Another thing is thata donor should be able to give his or her consent, which means that for a person to donate blood, he or she must be over 18 years but not more than 60 years. Women cannot donate when they are in their menstrual cycle. They should wait at least seven days after the periods.

Is There Any Benefit for The Donors?

Medical experts believe that blood donation has numerous advantages. For example, when someone gives blood regularly, it has been shown to prevent certain diseases. Blood donation prevents hypertension, myocardial infarction, and heart attacks. People suffer from heart attacks because they have too many lipids in their blood that block the coronary arteries. These lipids, particularly low-density fats, commonly known as cholesterol, are dangerous. Therefore, it has been shown that blood donation reduces someone's blood cholesterol levels.

What Are the Types of Blood Donation?

There are three types of blood donation and are classified according to who donates and sometimes why they donate.

  • A voluntary donation: in this type of donation, the blood donor appears because of his desire to donate blood without any material benefit in return.

  • Commercial Donation: where blood is donated for a monetary reward.

  • Self: this is where the blood is given to be used by him. This can happen when someone is going to undergo surgery, and the blood is frozen for use after surgery.

How Many Times Can Someone Donate?

These are two ways to do it. The first is where whole blood is donated that includes all the components including the red blood cells, plasma, platelets and other nutrients in the body. With this, a person can donate every two months, but they should not go four times a year.
The other form of donation is when someone donates the only necessary component, be it red blood cells or plasma or platelets. With this method, if you donate platelets, you can donate every 15 days up to 24 times in a year. If you donate plasma, you can donate every 48 hours.

What Is Expected of You?

The process of blood donation involves some steps: registration, assessment of suitability, donation and refreshments after the donation. Typically, it is estimated that the process could last up to an hour from start to finish. However, the donation itself usually takes about ten to fifteen minutes.
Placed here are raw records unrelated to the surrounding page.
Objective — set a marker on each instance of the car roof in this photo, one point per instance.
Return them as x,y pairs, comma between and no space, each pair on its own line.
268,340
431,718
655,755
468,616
  • What to possibly wear: Anything you are comfortable with is okay. Nevertheless, make sure that the lower arm is easily accessible, especially at the elbow.

  • Food: It is a good idea to stay well fed and hydrated to limit any numbness. Avoid fatty foods before donation; fat can affect blood tests. Instead, consider foods rich in iron weeks before the donation.

  • Means of Identification:Bring a driving license or two other forms of identification to be presented at registration. For recurring donors, bring a donor card if you have one!

  • Cover up:After donation, donors will wield a new costume accessory; a bandage on the arm. Keep this for at least five hours. In case of bleeding, lift your arm over your head and press until it stops. The area can also cause bruising. If it hurts, apply the ice for the first 24 hours. After that, rest and avoid heavy exercise or heavy lifting during the day; Blood, sweat, and tears do not always go hand in hand. Avoid drinks that contain caffeine and alcohol, increase your intake of water in the first 24 hours.